I create my quiet time with him before the chaos of the day begins. Every holiday before I speak a word to another human being, I am out there in my yard, hugging that tree. It helps. And if it feels too scary to spend time alone, ask a trusted person to do it with you. I have found in over 20 years of counseling people through grief that it does not help to try and avoid the tears…. it is better to create a set time to have the cry and then carry through with the rest of the day.
~ When someone who loves you offers you help, just say yes. Last year one of my besties, in treatment for breast cancer, wouldn’t let me come over and vacuum for her the day before Thanksgiving. Don’t do things like this. It keeps God at bay. Just say yes to any help that comes at you. Help coming at you is God coming at you… even in the form of vacuuming.

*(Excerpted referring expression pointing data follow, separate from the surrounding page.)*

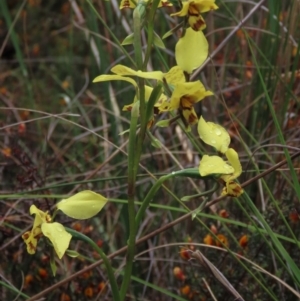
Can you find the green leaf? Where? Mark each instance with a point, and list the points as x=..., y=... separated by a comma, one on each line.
x=128, y=40
x=158, y=41
x=82, y=205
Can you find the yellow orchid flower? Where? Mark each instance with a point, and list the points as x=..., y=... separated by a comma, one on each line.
x=122, y=72
x=183, y=98
x=229, y=171
x=132, y=4
x=42, y=225
x=82, y=205
x=192, y=9
x=191, y=50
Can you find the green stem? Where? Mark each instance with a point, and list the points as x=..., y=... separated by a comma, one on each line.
x=110, y=272
x=132, y=171
x=150, y=32
x=190, y=172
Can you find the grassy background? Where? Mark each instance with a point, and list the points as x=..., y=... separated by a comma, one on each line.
x=60, y=134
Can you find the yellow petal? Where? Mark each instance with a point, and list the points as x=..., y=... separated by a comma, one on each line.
x=233, y=159
x=184, y=10
x=126, y=4
x=59, y=237
x=213, y=135
x=191, y=50
x=175, y=75
x=203, y=6
x=126, y=71
x=164, y=3
x=108, y=77
x=197, y=22
x=40, y=217
x=185, y=95
x=82, y=205
x=190, y=116
x=232, y=189
x=30, y=241
x=214, y=165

~ Don’t be afraid to break (or keep) traditions. If you need to go to the movies and forget it’s Thanksgiving, then go to the movies and forget it’s Thanksgiving. This may not be what your mom needs or your uncle needs, but if it’s what YOU need, make it happen.
~ Place items on the person’s empty seat with things that remind you of the person. That first Thanksgiving, we filled John’s seat with lots of things, like the kid’s school projects, a Whoopee cushion, and a football. The most vivid item in my memory is the tackle box that my nephew Patrick, (9 at the time) bought as he waited for word from his dad. He wanted to give it to his dad when he came home. So now it sat on John’s empty chair for Thanksgiving dinner.
~ Fill the days leading up to the holiday with prayer. Pray non-stop all day. Ask your friends, church, book club and anyone else you can think of to pray for you as well. Fifteen years ago my family received prayers from all over the world. In my sister’s house, in the weeks following the attack, when I closed my eyes at night, I was grateful for each and every prayer that got us through another day.
~ And finally, know that the day will come to a close, and you will have lived through it. Know that you will not be alone in your struggle and that you are surrounded by love.
I share these ideas in an attempt to help anyone who has an incomplete table this year. For everyone who does have a full table, let’s honor the worry and grief of others. Let’s take nothing for granted. Let’s not get caught up in preparations.
Let’s pray throughout the day for families not having an easy go of it this year.